L’Italie, maillon faible de l’Europe ?

Les élections ont réveillé la crise de la dette dans la zone euro. Les explications d’Henri Sterdyniak.

Thierry Brun  • 7 mars 2013 abonné·es

L’Italie, troisième économie de la zone euro, est de nouveau dans la tourmente des marchés financiers. Mais le blocage politique issu des urnes n’est pas la seule raison du retour de la crise de la dette.

La perspective d’une nouvelle crise de la dette refait surface après les élections italiennes. Qu’en pensez-vous ?

Henri Sterdyniak : La zone euro est une chaîne qui a de nombreux maillons faibles. Elle regroupe des pays hétérogènes, dans des situations différentes, sans stratégie économique, sans coordination efficace en matière de politique budgétaire, fiscale ou sociale. Aucune mesure forte n’a été prise pour réduire le poids de la spéculation financière. La zone n’a aucune stratégie de sortie de la crise ; elle accepte qu’un nombre important de pays s’enfoncent dans la dépression et le chômage de masse. Dans ce contexte délétère, les capitaux des pays extra-européens fuient et n’importe quel événement (élections, faillite bancaire ou non-respect des objectifs de déficits) peut faire resurgir la spéculation.

Cela montre-t-il la fragilité des choix économiques retenus par les pays membres de l’UE ces derniers mois ?

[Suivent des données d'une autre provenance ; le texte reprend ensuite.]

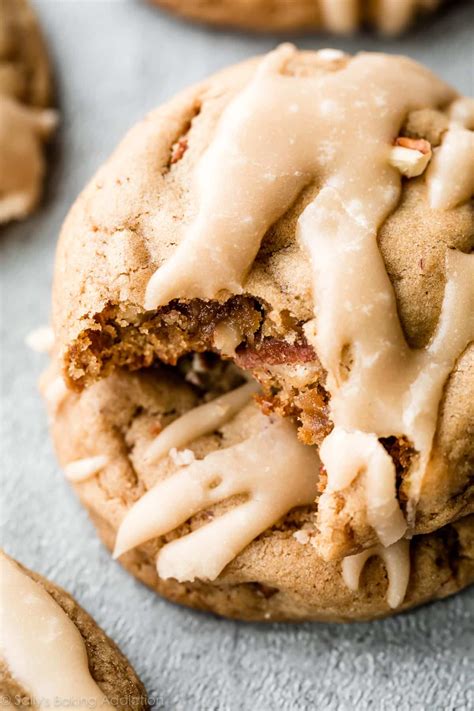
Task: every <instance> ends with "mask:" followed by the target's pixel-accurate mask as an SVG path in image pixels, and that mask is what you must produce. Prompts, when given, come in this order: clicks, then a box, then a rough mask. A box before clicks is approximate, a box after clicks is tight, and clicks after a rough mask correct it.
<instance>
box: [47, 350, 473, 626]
mask: <svg viewBox="0 0 474 711" xmlns="http://www.w3.org/2000/svg"><path fill="white" fill-rule="evenodd" d="M42 388H43V392H44V394H45V397H46V400H47V403H48V409H49V413H50V417H51V429H52V434H53V440H54V444H55V448H56V452H57V454H58V458H59V461H60V463H61V465H62V466H63V468H64V471H65V475H66V477H67V478H68V479H69V480H70V482H71V483H72V485H73V486H74V489H75V490H76V492H77V494H78V496H79V498H80V499H81V501H82V503H83V504H84V505H85V507H86V508H87V510H88V512H89V514H90V516H91V518H92V520H93V522H94V524H95V525H96V527H97V530H98V533H99V535H100V537H101V538H102V540H103V541H104V543H105V544H106V545H107V546H108V547H109V548H110V549H111V550H114V553H115V555H116V556H119V557H120V562H121V563H122V564H123V565H124V566H125V568H127V569H128V570H129V571H130V572H131V573H132V574H133V575H135V576H136V577H137V578H139V579H140V580H142V581H143V582H144V583H146V584H147V585H149V586H150V587H152V588H153V589H154V590H156V591H157V592H159V593H160V594H161V595H163V596H165V597H167V598H169V599H170V600H172V601H174V602H178V603H181V604H184V605H188V606H190V607H195V608H198V609H202V610H209V611H212V612H215V613H217V614H219V615H225V616H229V617H236V618H241V619H247V620H293V621H297V620H333V621H339V622H342V621H351V620H365V619H373V618H377V617H382V616H385V615H388V614H392V613H394V612H398V611H402V610H406V609H408V608H410V607H413V606H416V605H419V604H422V603H425V602H427V601H429V600H434V599H436V598H441V597H444V596H446V595H450V594H452V593H454V592H456V591H458V590H460V589H461V588H463V587H464V586H466V585H468V584H469V583H471V582H472V581H473V579H474V517H472V516H471V517H467V518H465V519H463V520H462V521H459V522H458V523H456V524H452V525H448V526H446V527H444V528H442V529H440V530H439V531H437V532H436V533H433V534H430V535H425V536H416V537H415V538H413V539H412V540H411V541H410V542H409V541H407V540H400V541H398V542H396V543H395V544H393V545H392V546H390V547H388V548H383V547H382V546H380V545H378V546H375V547H373V548H371V549H369V550H367V551H364V552H363V553H362V554H359V555H355V556H352V557H349V558H346V559H344V560H343V561H342V562H339V561H338V562H335V561H332V562H325V561H324V560H323V559H322V558H321V556H320V555H319V554H318V551H317V548H316V547H315V545H314V543H315V540H316V539H315V537H314V526H313V521H314V516H315V513H316V511H317V504H316V503H315V499H316V497H317V489H318V481H317V470H318V455H317V451H316V448H315V447H308V446H307V445H304V444H302V443H300V442H299V441H298V439H297V436H296V428H295V426H294V425H292V424H290V423H289V422H286V421H284V420H282V419H281V418H277V417H275V416H270V417H268V416H265V415H263V414H262V413H261V412H260V410H259V408H258V407H257V406H256V404H255V402H254V399H253V398H254V394H255V392H256V386H255V384H254V383H251V382H250V383H248V382H246V381H245V380H242V376H241V374H240V373H238V372H236V371H235V370H233V368H232V367H230V368H225V367H223V366H222V364H219V363H218V362H216V361H212V359H211V360H209V359H207V360H203V359H201V358H199V359H196V358H194V360H193V362H189V363H186V364H183V366H182V368H181V369H180V372H179V373H178V372H171V371H170V370H169V369H162V368H155V369H151V370H148V371H142V372H140V373H136V374H131V373H127V372H125V371H119V372H117V373H115V374H114V375H111V376H109V377H108V378H105V379H104V380H102V381H100V382H98V383H95V384H94V385H91V386H90V387H89V388H87V389H86V390H84V391H82V392H81V393H74V392H72V391H64V390H62V391H61V389H60V388H58V376H57V371H56V369H55V367H54V366H53V367H52V368H50V370H49V372H48V373H47V374H46V375H45V377H44V378H43V383H42Z"/></svg>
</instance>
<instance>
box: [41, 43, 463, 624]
mask: <svg viewBox="0 0 474 711" xmlns="http://www.w3.org/2000/svg"><path fill="white" fill-rule="evenodd" d="M473 130H474V103H473V101H472V100H471V99H466V98H463V97H460V96H459V95H458V94H457V93H456V91H455V90H453V89H452V88H451V87H449V86H447V85H446V84H444V83H443V82H442V81H441V80H439V79H438V78H436V77H435V76H434V75H433V74H432V73H431V72H429V71H428V70H427V69H425V68H423V67H422V66H420V65H418V64H416V63H415V62H413V61H411V60H408V59H405V58H402V57H394V56H389V55H383V54H359V55H357V56H355V57H350V56H348V55H346V54H344V53H342V52H337V51H334V50H323V51H319V52H299V51H297V50H296V49H295V48H294V47H293V46H291V45H282V46H281V47H279V48H278V49H277V50H275V51H274V52H271V53H270V54H268V55H267V56H266V57H264V58H258V59H255V60H250V61H248V62H245V63H243V64H240V65H238V66H235V67H231V68H230V69H227V70H225V71H224V72H222V73H220V74H218V75H216V76H214V77H211V78H210V79H208V80H207V81H205V82H203V83H201V84H199V85H197V86H195V87H192V88H190V89H188V90H187V91H185V92H183V93H182V94H180V95H179V96H178V97H177V98H175V99H174V100H172V101H171V102H169V103H168V104H167V105H165V106H163V107H161V108H159V109H158V110H156V111H155V112H153V113H152V114H150V115H149V116H147V117H146V119H145V120H144V121H143V122H142V123H140V124H138V125H137V126H136V127H135V128H133V129H132V130H131V131H130V132H129V134H128V135H127V136H126V137H125V139H124V140H123V142H122V143H121V144H120V146H119V147H118V149H117V150H116V151H115V153H114V154H113V155H112V157H111V158H110V160H109V161H108V162H107V163H106V165H105V166H103V167H102V168H101V169H100V170H99V172H98V173H97V175H96V176H95V177H94V178H93V180H92V181H91V182H90V184H89V185H88V186H87V188H86V189H85V191H84V192H83V193H82V195H81V196H80V197H79V199H78V200H77V202H76V204H75V205H74V206H73V208H72V210H71V212H70V214H69V216H68V218H67V219H66V222H65V224H64V227H63V230H62V233H61V237H60V241H59V246H58V251H57V260H56V268H55V279H54V293H53V321H54V348H53V352H52V356H53V357H52V362H51V366H50V368H49V371H48V372H47V374H46V376H45V377H44V378H43V382H42V390H43V393H44V396H45V399H46V402H47V404H48V408H49V413H50V417H51V423H52V424H51V428H52V434H53V439H54V442H55V446H56V450H57V453H58V457H59V460H60V462H61V464H62V465H63V467H64V471H65V474H66V476H67V477H68V478H69V479H70V480H71V482H72V484H73V486H74V488H75V490H76V492H77V494H78V496H79V497H80V499H81V501H82V502H83V503H84V505H85V506H86V508H87V509H88V511H89V513H90V516H91V518H92V520H93V521H94V523H95V524H96V526H97V530H98V533H99V535H100V537H101V538H102V540H103V541H104V542H105V544H106V545H107V546H108V547H109V548H110V549H111V551H113V552H114V555H115V557H117V558H120V561H121V563H123V565H124V566H125V567H126V568H127V569H129V570H130V571H131V572H132V573H133V574H134V575H135V576H136V577H138V578H139V579H141V580H143V581H144V582H145V583H146V584H148V585H149V586H150V587H152V588H154V589H155V590H157V591H158V592H159V593H160V594H162V595H164V596H166V597H167V598H169V599H170V600H173V601H177V602H180V603H183V604H185V605H189V606H191V607H196V608H200V609H205V610H211V611H214V612H216V613H218V614H220V615H226V616H230V617H237V618H242V619H252V620H304V619H305V620H335V621H347V620H360V619H373V618H376V617H380V616H384V615H387V614H390V613H392V612H398V611H400V610H404V609H407V608H409V607H412V606H414V605H417V604H420V603H423V602H426V601H428V600H431V599H435V598H439V597H444V596H446V595H449V594H451V593H453V592H455V591H457V590H459V589H461V588H462V587H464V586H465V585H467V584H468V583H470V582H472V580H473V579H474V560H473V555H474V518H473V517H472V516H469V514H471V513H472V512H473V510H474V495H473V494H474V489H473V485H472V457H473V443H472V436H470V435H472V431H471V430H470V427H472V421H473V416H474V411H473V402H474V397H473V394H474V392H473V390H474V378H473V368H474V363H473V356H474V348H473V338H474V324H473V314H474V289H473V284H474V279H473V277H474V256H473V255H472V254H471V251H472V247H473V235H474V207H473V204H472V200H471V198H472V195H473V192H474V184H473V180H472V177H473V171H472V166H473V151H474V133H473Z"/></svg>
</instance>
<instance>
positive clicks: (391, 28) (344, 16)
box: [151, 0, 440, 35]
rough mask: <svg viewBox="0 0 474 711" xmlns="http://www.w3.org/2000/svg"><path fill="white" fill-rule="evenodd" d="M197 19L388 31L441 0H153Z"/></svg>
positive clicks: (206, 21)
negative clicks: (189, 1)
mask: <svg viewBox="0 0 474 711" xmlns="http://www.w3.org/2000/svg"><path fill="white" fill-rule="evenodd" d="M151 2H155V3H156V4H157V5H160V6H161V7H163V8H166V9H167V10H171V11H172V12H175V13H177V14H179V15H182V16H183V17H188V18H190V19H192V20H197V21H199V22H209V23H212V24H216V25H227V26H230V27H237V28H241V29H249V30H259V31H264V32H268V31H281V30H322V31H327V32H333V33H335V34H343V35H345V34H350V33H352V32H355V31H356V30H357V29H358V28H359V27H360V26H362V25H368V26H371V27H374V28H376V29H377V30H378V31H380V32H382V33H384V34H387V35H396V34H399V33H400V32H403V31H404V30H406V29H407V28H408V27H409V26H410V25H411V24H412V23H413V21H414V20H415V19H416V18H417V17H418V16H420V15H423V14H425V13H427V12H432V11H433V10H435V9H436V8H437V7H438V6H439V5H440V0H197V2H196V1H194V2H189V0H151Z"/></svg>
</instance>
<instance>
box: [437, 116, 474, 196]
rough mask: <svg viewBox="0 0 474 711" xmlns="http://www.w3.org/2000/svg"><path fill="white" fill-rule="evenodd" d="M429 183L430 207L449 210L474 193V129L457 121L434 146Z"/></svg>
mask: <svg viewBox="0 0 474 711" xmlns="http://www.w3.org/2000/svg"><path fill="white" fill-rule="evenodd" d="M426 179H427V183H428V189H429V198H430V203H431V207H433V208H435V209H437V210H450V209H452V208H453V207H456V205H460V204H461V203H463V202H466V200H469V199H470V198H471V197H472V196H473V195H474V132H473V131H469V130H468V129H466V128H461V127H460V126H456V125H454V126H453V127H452V128H450V129H449V130H448V131H446V133H445V134H444V136H443V141H442V143H441V146H440V147H439V148H436V149H435V152H434V156H433V160H432V161H431V165H430V168H429V170H428V173H427V176H426Z"/></svg>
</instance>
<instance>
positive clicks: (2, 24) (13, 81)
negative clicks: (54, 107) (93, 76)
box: [0, 0, 57, 224]
mask: <svg viewBox="0 0 474 711" xmlns="http://www.w3.org/2000/svg"><path fill="white" fill-rule="evenodd" d="M51 103H52V82H51V72H50V66H49V60H48V56H47V52H46V47H45V43H44V41H43V38H42V36H41V32H40V29H39V26H38V23H37V20H36V17H35V15H34V13H33V11H32V10H31V8H30V6H29V4H28V3H27V0H1V3H0V224H1V223H2V222H8V221H10V220H14V219H21V218H22V217H25V216H26V215H28V214H29V213H30V212H31V211H32V210H33V209H34V208H35V206H36V205H37V203H38V200H39V198H40V194H41V185H42V181H43V177H44V173H45V165H44V157H43V144H44V142H45V141H46V139H47V138H48V137H49V136H50V135H51V133H52V131H53V129H54V127H55V126H56V123H57V115H56V113H55V112H53V111H52V110H50V109H49V108H48V107H49V106H51Z"/></svg>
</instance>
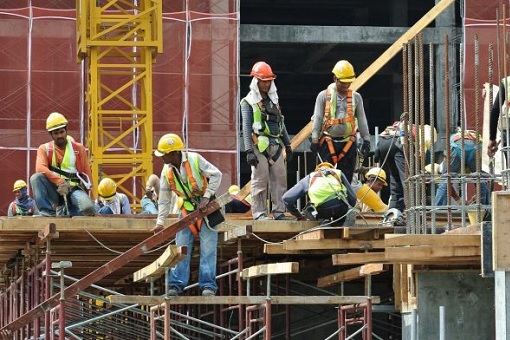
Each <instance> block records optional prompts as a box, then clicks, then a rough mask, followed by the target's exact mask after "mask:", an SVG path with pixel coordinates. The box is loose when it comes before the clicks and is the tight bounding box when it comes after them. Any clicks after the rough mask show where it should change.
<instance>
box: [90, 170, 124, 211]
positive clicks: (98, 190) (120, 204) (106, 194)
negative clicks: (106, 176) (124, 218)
mask: <svg viewBox="0 0 510 340" xmlns="http://www.w3.org/2000/svg"><path fill="white" fill-rule="evenodd" d="M97 193H98V194H99V198H98V199H97V201H96V209H97V213H98V214H101V215H112V214H113V215H121V214H128V215H129V214H131V206H130V205H129V199H128V197H127V195H126V194H123V193H121V192H117V183H115V181H114V180H113V179H111V178H108V177H105V178H103V179H102V180H101V182H99V186H98V187H97Z"/></svg>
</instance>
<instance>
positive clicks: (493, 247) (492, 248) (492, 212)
mask: <svg viewBox="0 0 510 340" xmlns="http://www.w3.org/2000/svg"><path fill="white" fill-rule="evenodd" d="M509 203H510V192H508V191H494V192H493V193H492V213H493V214H494V215H493V216H492V264H493V270H501V271H510V251H509V250H508V239H509V238H510V218H509V216H508V214H507V213H506V211H507V209H508V204H509Z"/></svg>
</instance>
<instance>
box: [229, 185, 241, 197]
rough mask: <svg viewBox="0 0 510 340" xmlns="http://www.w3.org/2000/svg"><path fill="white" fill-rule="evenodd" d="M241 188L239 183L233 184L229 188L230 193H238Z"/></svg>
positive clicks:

Les politiques économiques mises en œuvre en Europe depuis 2010 ont deux composantes. D’une part, les institutions européennes et les marchés financiers imposent à tous les pays de mettre en place des politiques d’austérité, qui représentent globalement 2 points du PIB de la zone en 2012-2013. D’autre part, ces institutions leur demandent de ne pas augmenter les impôts (sauf la TVA), mais de réduire massivement les salaires et les dépenses publiques et sociales. Résultat : le PIB de la zone a baissé de 0,6 % en 2012 et devrait continuer à diminuer en 2013 ; le taux de chômage devrait dépasser 12 % (mais 25 % en Espagne et en Grèce). Aucune perspective de reprise n’apparaît. Sur le plan social, ces politiques détruisent des pans entiers du modèle social européen. La consommation des ménages a baissé de 10 % en Espagne, en Italie et en Irlande, de 12 % au Portugal et de 30 % en Grèce. Ces politiques sont forcément impopulaires ; les gouvernements sortants sont automatiquement battus à chaque élection. Chaque fois resurgit la question : le nouveau gouvernement continuera-t-il la politique d’austérité de son prédécesseur, qu’il a combattu dans l’opposition, ou trahira-t-il ses électeurs ? Jusqu’à présent, en France, en Grèce, en Espagne, la continuité l’a emporté.

Que craindre de la situation actuelle, avec des pays, comme l’Italie, la France, etc., qui ne peuvent respecter les critères du traité budgétaire européen de réduction de la dette publique ?

Ce qu’il faut craindre, c’est que les gouvernements s’obstinent à respecter des engagements non respectables. Ainsi, la Commission européenne nous annonce une croissance pour la France de 0,1 % en 2013 et de 1,2 % en 2014, avec un déficit de 3,7 % en 2013 et de 3,9 % en 2014. Pour tenir ses engagements, il faudrait que la France réduise ses dépenses publiques de 1,4 % du PIB en 2013, puis de 2 % en 2014 ; au total, c’est 68 milliards d’euros en deux ans. Mais le PIB français baisserait alors de 1,3 % en 2013 et de 2,8 % en 2014. Ces coupes endommageraient le modèle social français : il faudrait les prendre sur les familles, les retraités, les chômeurs, les services publics. La gauche européenne doit profiter de la situation créée par le vote italien, qui est un refus de l’austérité que voulaient imposer les partis européens, pour réclamer la fin de cette politique suicidaire, même si cela doit passer par une crise ouverte en Europe.